Dilemma: Mortgage Payments or Health Insurance?
— An insurance card does not equal access to affordable health care
— New options in South Carolina are creating opportunities for patient control
For a healthy adult, my medical history has run the gamut.
I’ve been hospitalized in the U.S. and in the U.K. I’ve had employer-sponsored insurance coverage and been uninsured. I’ve had an HMO, a PPO and an EPO. I’ve bought insurance through Obamacare. And on and on it goes.
My bumpy medical history arose from two unexpected catastrophes, precisely the kind of worst-case scenarios insurance brochures warn you about. The first health crisis occurred while I was living abroad, hence the U.K. hospitalization, and the second occurred here in the States.

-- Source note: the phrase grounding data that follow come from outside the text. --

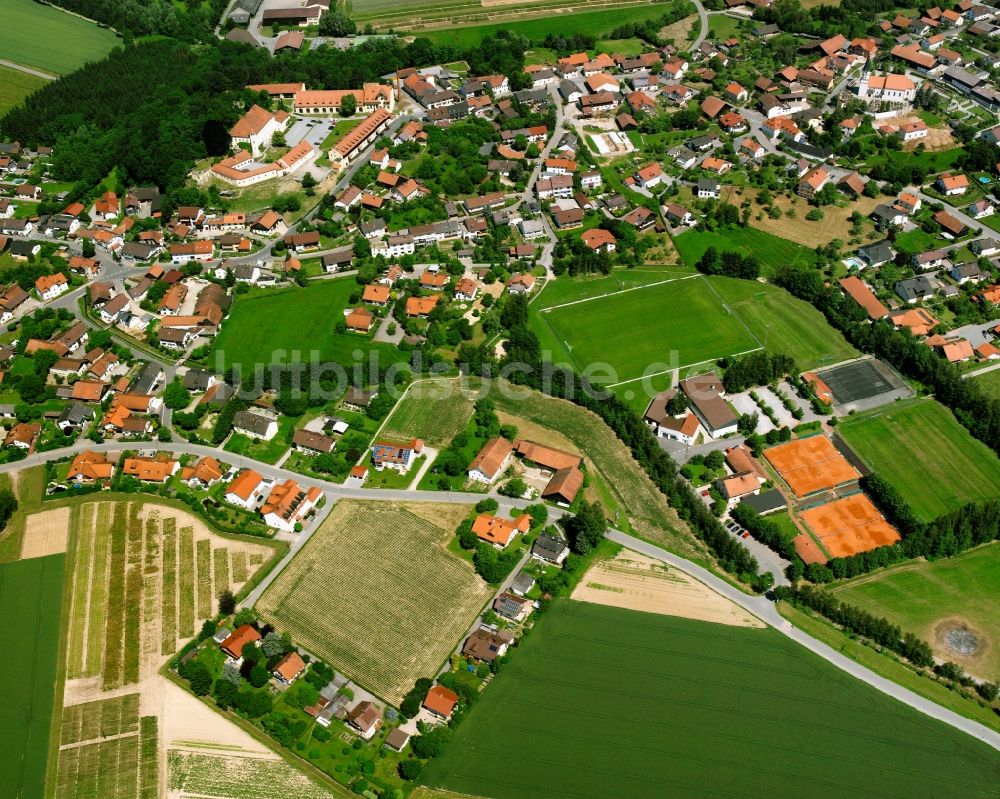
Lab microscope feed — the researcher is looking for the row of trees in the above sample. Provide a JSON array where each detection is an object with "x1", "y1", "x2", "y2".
[
  {"x1": 695, "y1": 247, "x2": 761, "y2": 281},
  {"x1": 774, "y1": 584, "x2": 935, "y2": 668}
]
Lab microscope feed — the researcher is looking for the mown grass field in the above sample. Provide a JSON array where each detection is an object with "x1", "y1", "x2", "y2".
[
  {"x1": 533, "y1": 276, "x2": 758, "y2": 382},
  {"x1": 257, "y1": 500, "x2": 491, "y2": 704},
  {"x1": 0, "y1": 0, "x2": 119, "y2": 75},
  {"x1": 673, "y1": 227, "x2": 818, "y2": 277},
  {"x1": 0, "y1": 65, "x2": 49, "y2": 116},
  {"x1": 211, "y1": 279, "x2": 409, "y2": 375},
  {"x1": 0, "y1": 554, "x2": 65, "y2": 799},
  {"x1": 709, "y1": 276, "x2": 858, "y2": 370},
  {"x1": 490, "y1": 382, "x2": 704, "y2": 560},
  {"x1": 838, "y1": 398, "x2": 1000, "y2": 521},
  {"x1": 381, "y1": 380, "x2": 475, "y2": 446},
  {"x1": 831, "y1": 544, "x2": 1000, "y2": 679},
  {"x1": 421, "y1": 600, "x2": 1000, "y2": 799}
]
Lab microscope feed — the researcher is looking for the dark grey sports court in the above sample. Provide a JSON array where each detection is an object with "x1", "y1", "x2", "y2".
[{"x1": 817, "y1": 359, "x2": 913, "y2": 413}]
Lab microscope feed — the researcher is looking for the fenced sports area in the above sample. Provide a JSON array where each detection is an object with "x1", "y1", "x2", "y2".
[
  {"x1": 763, "y1": 436, "x2": 860, "y2": 498},
  {"x1": 816, "y1": 358, "x2": 911, "y2": 412},
  {"x1": 800, "y1": 494, "x2": 900, "y2": 560}
]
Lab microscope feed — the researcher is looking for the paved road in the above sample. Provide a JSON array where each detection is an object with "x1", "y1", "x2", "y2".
[
  {"x1": 11, "y1": 428, "x2": 1000, "y2": 748},
  {"x1": 0, "y1": 58, "x2": 56, "y2": 80},
  {"x1": 606, "y1": 529, "x2": 1000, "y2": 753},
  {"x1": 691, "y1": 0, "x2": 709, "y2": 51}
]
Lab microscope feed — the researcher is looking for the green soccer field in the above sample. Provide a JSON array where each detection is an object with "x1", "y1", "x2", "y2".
[
  {"x1": 533, "y1": 276, "x2": 759, "y2": 383},
  {"x1": 0, "y1": 555, "x2": 65, "y2": 799},
  {"x1": 709, "y1": 276, "x2": 858, "y2": 370},
  {"x1": 0, "y1": 0, "x2": 119, "y2": 75},
  {"x1": 831, "y1": 544, "x2": 1000, "y2": 679},
  {"x1": 673, "y1": 227, "x2": 818, "y2": 277},
  {"x1": 421, "y1": 600, "x2": 1000, "y2": 798},
  {"x1": 838, "y1": 398, "x2": 1000, "y2": 521},
  {"x1": 210, "y1": 279, "x2": 409, "y2": 376}
]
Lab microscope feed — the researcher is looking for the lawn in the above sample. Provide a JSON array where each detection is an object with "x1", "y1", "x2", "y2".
[
  {"x1": 838, "y1": 398, "x2": 1000, "y2": 521},
  {"x1": 673, "y1": 227, "x2": 818, "y2": 276},
  {"x1": 211, "y1": 279, "x2": 409, "y2": 376},
  {"x1": 421, "y1": 600, "x2": 1000, "y2": 798},
  {"x1": 533, "y1": 276, "x2": 759, "y2": 382},
  {"x1": 223, "y1": 414, "x2": 297, "y2": 464},
  {"x1": 972, "y1": 367, "x2": 1000, "y2": 397},
  {"x1": 380, "y1": 379, "x2": 475, "y2": 446},
  {"x1": 533, "y1": 266, "x2": 696, "y2": 310},
  {"x1": 0, "y1": 554, "x2": 65, "y2": 799},
  {"x1": 709, "y1": 276, "x2": 858, "y2": 370},
  {"x1": 256, "y1": 500, "x2": 493, "y2": 704},
  {"x1": 893, "y1": 228, "x2": 948, "y2": 255},
  {"x1": 0, "y1": 0, "x2": 120, "y2": 75},
  {"x1": 0, "y1": 65, "x2": 49, "y2": 116},
  {"x1": 831, "y1": 543, "x2": 1000, "y2": 679}
]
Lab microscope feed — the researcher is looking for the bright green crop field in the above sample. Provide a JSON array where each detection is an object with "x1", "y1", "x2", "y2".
[
  {"x1": 838, "y1": 398, "x2": 1000, "y2": 521},
  {"x1": 421, "y1": 600, "x2": 1000, "y2": 798},
  {"x1": 0, "y1": 0, "x2": 119, "y2": 75},
  {"x1": 210, "y1": 279, "x2": 409, "y2": 375},
  {"x1": 0, "y1": 554, "x2": 65, "y2": 799},
  {"x1": 532, "y1": 275, "x2": 759, "y2": 382}
]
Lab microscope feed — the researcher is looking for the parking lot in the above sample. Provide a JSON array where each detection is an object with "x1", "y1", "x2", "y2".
[{"x1": 284, "y1": 116, "x2": 338, "y2": 149}]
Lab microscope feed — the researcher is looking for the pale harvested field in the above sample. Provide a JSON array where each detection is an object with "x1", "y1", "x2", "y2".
[
  {"x1": 168, "y1": 750, "x2": 332, "y2": 799},
  {"x1": 728, "y1": 185, "x2": 884, "y2": 248},
  {"x1": 572, "y1": 550, "x2": 764, "y2": 627},
  {"x1": 257, "y1": 500, "x2": 493, "y2": 704},
  {"x1": 20, "y1": 505, "x2": 70, "y2": 558}
]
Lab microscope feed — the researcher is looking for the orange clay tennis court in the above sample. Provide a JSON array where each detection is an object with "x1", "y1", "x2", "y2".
[
  {"x1": 792, "y1": 534, "x2": 828, "y2": 565},
  {"x1": 763, "y1": 436, "x2": 860, "y2": 498},
  {"x1": 800, "y1": 494, "x2": 901, "y2": 559}
]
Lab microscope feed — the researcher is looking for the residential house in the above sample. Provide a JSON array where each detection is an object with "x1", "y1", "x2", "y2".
[
  {"x1": 233, "y1": 408, "x2": 279, "y2": 440},
  {"x1": 467, "y1": 437, "x2": 514, "y2": 484},
  {"x1": 261, "y1": 479, "x2": 322, "y2": 532},
  {"x1": 225, "y1": 469, "x2": 266, "y2": 508},
  {"x1": 471, "y1": 513, "x2": 531, "y2": 548},
  {"x1": 371, "y1": 439, "x2": 424, "y2": 473}
]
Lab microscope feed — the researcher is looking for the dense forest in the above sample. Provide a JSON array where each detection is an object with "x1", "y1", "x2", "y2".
[
  {"x1": 0, "y1": 32, "x2": 526, "y2": 209},
  {"x1": 45, "y1": 0, "x2": 230, "y2": 41}
]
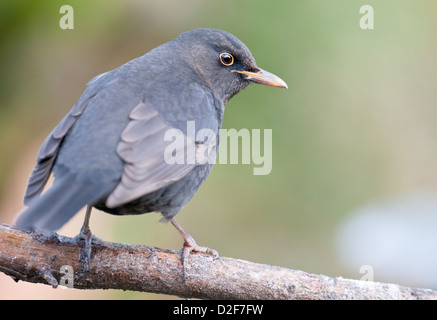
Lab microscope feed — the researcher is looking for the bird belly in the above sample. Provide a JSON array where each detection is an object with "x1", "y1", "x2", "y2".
[{"x1": 94, "y1": 163, "x2": 213, "y2": 220}]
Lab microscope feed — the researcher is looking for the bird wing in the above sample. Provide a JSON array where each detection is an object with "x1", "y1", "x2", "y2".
[
  {"x1": 105, "y1": 101, "x2": 199, "y2": 208},
  {"x1": 23, "y1": 94, "x2": 95, "y2": 205},
  {"x1": 25, "y1": 67, "x2": 219, "y2": 210}
]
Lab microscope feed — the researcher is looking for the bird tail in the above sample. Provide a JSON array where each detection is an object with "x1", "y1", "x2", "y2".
[{"x1": 16, "y1": 173, "x2": 113, "y2": 232}]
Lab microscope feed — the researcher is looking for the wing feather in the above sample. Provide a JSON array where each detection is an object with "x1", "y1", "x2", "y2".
[{"x1": 106, "y1": 101, "x2": 196, "y2": 208}]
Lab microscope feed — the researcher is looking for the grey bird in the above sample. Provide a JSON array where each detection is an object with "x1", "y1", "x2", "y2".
[{"x1": 16, "y1": 28, "x2": 287, "y2": 264}]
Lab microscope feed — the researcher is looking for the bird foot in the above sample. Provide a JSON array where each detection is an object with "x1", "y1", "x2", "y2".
[
  {"x1": 170, "y1": 218, "x2": 219, "y2": 278},
  {"x1": 75, "y1": 224, "x2": 93, "y2": 272},
  {"x1": 180, "y1": 235, "x2": 219, "y2": 280},
  {"x1": 181, "y1": 233, "x2": 219, "y2": 262}
]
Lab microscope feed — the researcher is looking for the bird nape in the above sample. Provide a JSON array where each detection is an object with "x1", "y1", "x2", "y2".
[{"x1": 15, "y1": 28, "x2": 287, "y2": 268}]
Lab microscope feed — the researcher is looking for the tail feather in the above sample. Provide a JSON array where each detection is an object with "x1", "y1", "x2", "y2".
[
  {"x1": 23, "y1": 158, "x2": 55, "y2": 206},
  {"x1": 16, "y1": 174, "x2": 113, "y2": 232}
]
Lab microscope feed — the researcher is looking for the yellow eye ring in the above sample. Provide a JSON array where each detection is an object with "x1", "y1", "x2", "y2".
[{"x1": 219, "y1": 52, "x2": 234, "y2": 66}]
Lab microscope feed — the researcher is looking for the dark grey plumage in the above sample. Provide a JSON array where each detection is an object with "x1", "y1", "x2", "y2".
[{"x1": 16, "y1": 28, "x2": 286, "y2": 233}]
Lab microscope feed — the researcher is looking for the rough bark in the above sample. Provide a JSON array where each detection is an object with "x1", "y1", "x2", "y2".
[{"x1": 0, "y1": 222, "x2": 435, "y2": 300}]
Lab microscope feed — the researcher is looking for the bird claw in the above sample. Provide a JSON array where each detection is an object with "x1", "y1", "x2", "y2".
[
  {"x1": 180, "y1": 234, "x2": 219, "y2": 279},
  {"x1": 169, "y1": 218, "x2": 219, "y2": 279},
  {"x1": 181, "y1": 237, "x2": 219, "y2": 262},
  {"x1": 75, "y1": 225, "x2": 93, "y2": 272},
  {"x1": 38, "y1": 264, "x2": 59, "y2": 288}
]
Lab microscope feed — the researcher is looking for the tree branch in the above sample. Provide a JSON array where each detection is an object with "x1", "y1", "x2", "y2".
[{"x1": 0, "y1": 222, "x2": 435, "y2": 299}]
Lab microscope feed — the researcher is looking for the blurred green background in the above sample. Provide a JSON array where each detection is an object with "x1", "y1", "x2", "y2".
[{"x1": 1, "y1": 0, "x2": 437, "y2": 299}]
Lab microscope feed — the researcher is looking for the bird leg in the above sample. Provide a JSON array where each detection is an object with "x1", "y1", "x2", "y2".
[
  {"x1": 170, "y1": 218, "x2": 219, "y2": 275},
  {"x1": 75, "y1": 205, "x2": 93, "y2": 271}
]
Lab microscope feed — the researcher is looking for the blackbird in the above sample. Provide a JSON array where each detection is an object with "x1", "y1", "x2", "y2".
[{"x1": 16, "y1": 28, "x2": 287, "y2": 263}]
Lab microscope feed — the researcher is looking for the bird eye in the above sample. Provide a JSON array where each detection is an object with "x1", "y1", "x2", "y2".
[{"x1": 219, "y1": 52, "x2": 234, "y2": 66}]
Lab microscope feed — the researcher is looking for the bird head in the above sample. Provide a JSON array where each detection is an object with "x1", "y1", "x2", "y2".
[{"x1": 174, "y1": 28, "x2": 287, "y2": 103}]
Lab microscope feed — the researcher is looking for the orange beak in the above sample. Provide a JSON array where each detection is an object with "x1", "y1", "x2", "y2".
[{"x1": 232, "y1": 68, "x2": 288, "y2": 89}]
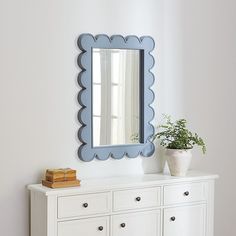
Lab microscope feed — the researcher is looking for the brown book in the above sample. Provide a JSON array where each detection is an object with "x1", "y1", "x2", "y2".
[
  {"x1": 46, "y1": 176, "x2": 76, "y2": 182},
  {"x1": 42, "y1": 179, "x2": 80, "y2": 189},
  {"x1": 45, "y1": 168, "x2": 76, "y2": 182}
]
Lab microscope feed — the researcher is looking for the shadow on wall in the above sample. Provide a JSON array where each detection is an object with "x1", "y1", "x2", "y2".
[{"x1": 141, "y1": 143, "x2": 166, "y2": 174}]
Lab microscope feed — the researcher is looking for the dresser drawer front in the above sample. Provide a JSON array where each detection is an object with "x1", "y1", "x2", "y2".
[
  {"x1": 58, "y1": 192, "x2": 111, "y2": 218},
  {"x1": 58, "y1": 216, "x2": 109, "y2": 236},
  {"x1": 113, "y1": 187, "x2": 160, "y2": 211},
  {"x1": 112, "y1": 210, "x2": 161, "y2": 236},
  {"x1": 164, "y1": 182, "x2": 206, "y2": 205}
]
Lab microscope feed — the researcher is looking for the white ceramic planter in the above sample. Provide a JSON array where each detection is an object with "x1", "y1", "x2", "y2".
[{"x1": 165, "y1": 149, "x2": 192, "y2": 177}]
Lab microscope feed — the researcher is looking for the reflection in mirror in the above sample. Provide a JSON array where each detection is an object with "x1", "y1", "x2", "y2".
[{"x1": 92, "y1": 48, "x2": 141, "y2": 147}]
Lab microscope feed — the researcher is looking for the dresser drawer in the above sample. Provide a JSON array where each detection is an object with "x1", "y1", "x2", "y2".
[
  {"x1": 58, "y1": 216, "x2": 109, "y2": 236},
  {"x1": 113, "y1": 187, "x2": 160, "y2": 212},
  {"x1": 164, "y1": 182, "x2": 206, "y2": 205},
  {"x1": 58, "y1": 192, "x2": 111, "y2": 218}
]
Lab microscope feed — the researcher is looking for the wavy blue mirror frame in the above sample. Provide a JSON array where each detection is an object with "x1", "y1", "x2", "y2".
[{"x1": 77, "y1": 34, "x2": 155, "y2": 161}]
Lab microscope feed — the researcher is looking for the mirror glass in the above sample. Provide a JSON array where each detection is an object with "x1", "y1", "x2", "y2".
[{"x1": 92, "y1": 48, "x2": 141, "y2": 147}]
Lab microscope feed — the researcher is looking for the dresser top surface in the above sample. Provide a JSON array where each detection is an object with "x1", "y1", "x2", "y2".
[{"x1": 28, "y1": 170, "x2": 218, "y2": 196}]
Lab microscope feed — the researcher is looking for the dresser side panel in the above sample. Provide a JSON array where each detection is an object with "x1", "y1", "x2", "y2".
[
  {"x1": 47, "y1": 195, "x2": 57, "y2": 236},
  {"x1": 206, "y1": 180, "x2": 215, "y2": 236},
  {"x1": 30, "y1": 191, "x2": 47, "y2": 236}
]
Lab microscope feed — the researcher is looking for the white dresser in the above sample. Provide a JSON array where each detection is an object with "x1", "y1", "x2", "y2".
[{"x1": 28, "y1": 171, "x2": 218, "y2": 236}]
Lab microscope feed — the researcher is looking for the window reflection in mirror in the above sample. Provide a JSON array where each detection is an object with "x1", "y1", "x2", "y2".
[{"x1": 92, "y1": 48, "x2": 142, "y2": 146}]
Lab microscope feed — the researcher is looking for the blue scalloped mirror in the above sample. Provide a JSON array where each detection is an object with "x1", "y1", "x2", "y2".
[{"x1": 77, "y1": 34, "x2": 155, "y2": 161}]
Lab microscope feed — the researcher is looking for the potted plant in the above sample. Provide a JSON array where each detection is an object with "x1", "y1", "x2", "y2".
[{"x1": 153, "y1": 115, "x2": 206, "y2": 177}]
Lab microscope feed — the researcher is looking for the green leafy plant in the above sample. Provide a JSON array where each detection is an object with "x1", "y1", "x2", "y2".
[{"x1": 153, "y1": 115, "x2": 206, "y2": 154}]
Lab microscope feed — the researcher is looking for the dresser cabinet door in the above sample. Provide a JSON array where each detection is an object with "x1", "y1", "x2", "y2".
[
  {"x1": 112, "y1": 210, "x2": 160, "y2": 236},
  {"x1": 58, "y1": 216, "x2": 109, "y2": 236},
  {"x1": 163, "y1": 204, "x2": 206, "y2": 236}
]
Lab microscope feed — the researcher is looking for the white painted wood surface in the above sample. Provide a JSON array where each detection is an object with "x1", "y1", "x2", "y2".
[
  {"x1": 113, "y1": 187, "x2": 160, "y2": 211},
  {"x1": 112, "y1": 210, "x2": 161, "y2": 236},
  {"x1": 58, "y1": 192, "x2": 111, "y2": 218},
  {"x1": 163, "y1": 182, "x2": 206, "y2": 205},
  {"x1": 163, "y1": 204, "x2": 206, "y2": 236},
  {"x1": 28, "y1": 171, "x2": 218, "y2": 236},
  {"x1": 58, "y1": 216, "x2": 109, "y2": 236}
]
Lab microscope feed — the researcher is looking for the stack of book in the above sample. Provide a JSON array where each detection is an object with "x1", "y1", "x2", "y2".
[{"x1": 42, "y1": 168, "x2": 80, "y2": 188}]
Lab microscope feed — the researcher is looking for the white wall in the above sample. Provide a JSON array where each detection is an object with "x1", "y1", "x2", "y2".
[
  {"x1": 1, "y1": 0, "x2": 235, "y2": 236},
  {"x1": 0, "y1": 1, "x2": 166, "y2": 236},
  {"x1": 163, "y1": 1, "x2": 236, "y2": 236}
]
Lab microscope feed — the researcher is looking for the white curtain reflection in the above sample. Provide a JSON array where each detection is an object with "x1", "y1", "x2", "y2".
[{"x1": 93, "y1": 48, "x2": 140, "y2": 146}]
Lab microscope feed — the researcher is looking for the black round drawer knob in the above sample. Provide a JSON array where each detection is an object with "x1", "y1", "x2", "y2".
[
  {"x1": 98, "y1": 226, "x2": 103, "y2": 231},
  {"x1": 83, "y1": 203, "x2": 88, "y2": 208},
  {"x1": 170, "y1": 216, "x2": 176, "y2": 221},
  {"x1": 120, "y1": 223, "x2": 126, "y2": 228},
  {"x1": 184, "y1": 191, "x2": 189, "y2": 196},
  {"x1": 136, "y1": 197, "x2": 141, "y2": 201}
]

That second hospitalization taught me a sobering truth: health insurance is not synonymous with health care.
When I checked into the ER with severe chest pains on a warm January night, I had an insurance card linked to really fantastic coverage in my wallet. Of course, you aren’t thinking about co-pays when the doctors tell you your heart is beating like an unrehearsed punk rock band—a sign you may be having a heart attack. And you aren’t thinking to ask if the nurses are using generic options of morphine as they prep you for an emergency operation.
No, you are only thinking about how grateful you are for the kindness of strangers, offering care during your darkest hour.
After I was released from my two-day hospital stay and had begun the many rounds of follow-up visits, I learned that insurance coverage I believed to be fantastic was actually completely useless to me.
Because of a contract dispute, the hospital caring for me was declared out-of-network by my health insurance provider on day two of my three-day hospital stay. This meant all costs associated with my care after that first day were my full financial responsibility.
There was no notice, no letter in the mail. Just me in a hospital bed with a useless health insurance card.
Since that experience, I’ve become an avid reader of the fine print on health insurance plans.
When an announcement was made in South Carolina last year that health insurance premiums would rise, I expected a minor bump in costs. Instead I found a massive hike not only to my monthly premium but also to my deductible—combined costs that equaled my yearly mortgage payments. I’d also be expected to pay the bulk of any hospital stays—something that could surely bankrupt me.
I made the difficult decision to walk away from traditional health insurance, and I have not looked back.
Today I am covered for catastrophic events and primary health needs through two innovative resources available right here in South Carolina: Healthcare Sharing networks and Direct Primary Care.
Healthcare Sharing is a simple concept where individuals and families committed to healthy lifestyles and holding similar beliefs form a co-op of sorts to share one another’s medical expenses. Overseen by non-profit organizations—there are roughly seven in the United States—members share expenses rather than filing claims for coverage with insurance.
This model isn’t for everyone—there are lifestyle requirements, and some associations don’t allow the cost of pre-existing conditions to be shared with fellow members—but for me, it has been exactly the catastrophic coverage I need at a price I can afford.
With Direct Primary Care (DPC), I pay a monthly membership fee to my doctor. For that fee, I have something I never had with any health insurance plan—24/7 direct access to my physician, appointments that aren’t rushed, complete transparency in costs and the shared doctor-patient goal of keeping my prescription and lab costs low.
Where routine blood work cost me $350 under my former health insurance plan, I now pay $40. That savings of $310 is staggering for me. That’s is $310 that can go toward education, paying down debt, home repairs or even my monthly Healthcare Sharing bill.
Aside from the cost savings, my new way of doing health care has given me something I never found through my traditional insurance plans – control. I chose my doctor based on our rapport not on the insistence of an insurance commissioner I’ve never met. And I chose catastrophic coverage based on my needs and lifestyle.
The health care plan I have chosen for myself gives me confidence I’ll never again find myself in a hospital ER with a useless health insurance card.
My hope is to see opportunities like these protected and expanded in South Carolina, so people have access to truly affordable health care options especially tailored to meet their needs.